Credit Acceptance (CACC) Q1 2026 earnings summary
Event summary combining transcript, slides, and related documents.
Q1 2026 earnings summary
6 May, 2026Executive summary
Net income for Q1 2026 was $135.8 million ($12.40 per diluted share), up 27.8% year-over-year, with adjusted net income of $117.3 million ($10.71 per diluted share), reflecting earnings growth driven by lower provision for credit losses.
Loan portfolio averaged $7.9 billion, with Consumer Loan assignment unit and dollar volumes down 4.3% and 4.0% year-over-year, respectively, but the decline in origination volume moderated compared to the prior quarter.
Record 10,977 active dealers, with 1,526 new dealer enrollments and increased adoption of digital tools and AI-enabled servicing.
Implemented a new company-wide operating system and expanded digital credit applications to improve planning, execution, and review.
Reduced workforce by 6% in April to align cost structure with strategic priorities.
Financial highlights
Total revenue for Q1 2026 was $580.0 million, up 1.6% year-over-year, with finance charges increasing 2.2% to $538.4 million and provision for credit losses decreasing 13.8% to $139.6 million.
Operating expenses rose 4.2% to $141.2 million, driven by higher sales, marketing, and professional services costs.
Interest expense declined 5.5% to $108.4 million, reflecting lower average debt and cost of debt.
Economic profit grew 17.8% to $41.6 million, with adjusted return on capital at 9.3% and cost of capital at 7.4%.

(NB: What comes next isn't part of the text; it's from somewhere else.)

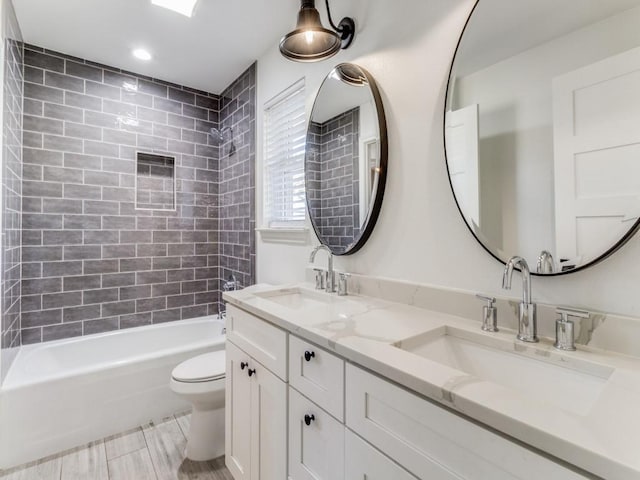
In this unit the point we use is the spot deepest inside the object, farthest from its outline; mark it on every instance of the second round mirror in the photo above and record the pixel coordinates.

Liquidity stood at $1.3 billion as of March 31, 2026.
Outlook and guidance
Management expects continued focus on maximizing economic profit through accurate loan forecasting, disciplined capital deployment, and scaling AI-enabled servicing and digital dealer tools.
Forecasted net cash flows from the loan portfolio declined by $9.1 million (0.1%), the smallest quarterly change in three years, indicating reduced volatility.
Advance rates to dealers have been reduced to increase margin of safety amid ongoing economic uncertainty.
Not seeking to regain market share at any cost; focus remains on profitable economics and targeted opportunities.